Mandy was a fourteen-year-old with the haircut of a newscaster and a fondness for old movies. She was a frequent sleepover guest at our house, always arriving with a tin of chocolate chip cookies and something black-and-white she’d taped off of TV.
“And you never told anyone?” I asked.
“I told Mandy. I’m telling you. Tho
ught you should know before you invited her back.”
“Don’t worry,” I said. “I’m not inviting her back. Who knows? Maybe she’ll move away sometime soon and we’ll never see her again.”
* * *
There is another afternoon I remember, another barbecue. Our parents were busy with the hamburgers and sangria, while Fiona and I—maybe six years old, probably seven—had ventured into the swamp, to the edge of the cattails on a mission to capture things that squirmed.
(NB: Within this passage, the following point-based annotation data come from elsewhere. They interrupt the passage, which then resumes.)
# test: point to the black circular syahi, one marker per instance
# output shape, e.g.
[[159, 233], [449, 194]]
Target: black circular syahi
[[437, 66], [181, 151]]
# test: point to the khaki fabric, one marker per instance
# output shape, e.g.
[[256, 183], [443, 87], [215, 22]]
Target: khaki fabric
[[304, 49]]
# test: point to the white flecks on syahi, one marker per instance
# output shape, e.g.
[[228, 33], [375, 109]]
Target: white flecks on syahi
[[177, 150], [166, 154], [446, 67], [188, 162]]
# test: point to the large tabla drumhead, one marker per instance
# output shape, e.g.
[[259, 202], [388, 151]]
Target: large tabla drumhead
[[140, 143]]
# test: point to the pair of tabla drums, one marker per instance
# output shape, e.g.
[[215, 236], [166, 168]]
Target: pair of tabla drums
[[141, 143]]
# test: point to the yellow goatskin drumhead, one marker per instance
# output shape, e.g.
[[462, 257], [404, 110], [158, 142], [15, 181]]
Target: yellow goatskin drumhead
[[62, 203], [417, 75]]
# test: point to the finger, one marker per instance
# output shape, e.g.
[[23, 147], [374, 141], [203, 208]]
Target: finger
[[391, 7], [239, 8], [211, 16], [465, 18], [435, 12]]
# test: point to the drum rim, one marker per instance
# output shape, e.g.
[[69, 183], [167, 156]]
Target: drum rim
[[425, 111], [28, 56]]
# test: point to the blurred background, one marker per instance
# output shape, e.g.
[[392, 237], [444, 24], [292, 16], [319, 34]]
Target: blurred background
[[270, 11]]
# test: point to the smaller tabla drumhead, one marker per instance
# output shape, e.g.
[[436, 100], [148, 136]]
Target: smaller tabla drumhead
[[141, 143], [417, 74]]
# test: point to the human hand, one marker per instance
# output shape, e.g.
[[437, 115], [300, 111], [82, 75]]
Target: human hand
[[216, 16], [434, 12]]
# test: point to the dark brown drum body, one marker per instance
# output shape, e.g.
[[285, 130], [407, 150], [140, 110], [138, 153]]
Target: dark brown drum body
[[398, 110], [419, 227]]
“How ’bout the big daddy?” Fiona joked, pointing to the boulder.
“You mean Frog Rock?” I asked. “Keri says he keeps us safe. Keeps coyotes away.”
“Really?”
“Keri says so.”
“What else does the frog keep?” Fiona asked. “Does he keep secrets?”
“What do you mean?”
Instead of answering, Fiona pushed through the cattails and grabbed the notch in the rock that doubled as the frog’s right knee. Bouncing three times for confidence, counting it off, then pulling, shooting a foot skyward, trying to land a sneaker—rubber on granite—missing, slipping, trying again, and again, and then getting it right, she scrambled up the surface until she was face-to-face with the frog. She cupped her hands against the side of its head. She whispered to the stone.
“What are you whispering?” I asked.
“A secret,” she said. “Between me and Mr. Hopper.”
“I can keep secrets,” I told her, and I reached for the notch so I could pull myself up too. I wasn’t tall enough. Even jumping, I couldn’t grab it. Watching me struggle, Fiona smirked. I think she liked knowing that she could do something that I couldn’t.
“Prove it,” she said. “Prove you can keep secrets.”
“How?” I panted and wiped my palms on my shirt and leaned, defeated, against the stone.
“Tell me one,” she said. “A secret of your own.”
I’m sure that I had secrets, but I couldn’t think of any that quickly. So I looked down at my feet and said the first thing that came to mind. “If we ever move away, to another house, I mean, then I’m gonna bury something, right here next to this rock.”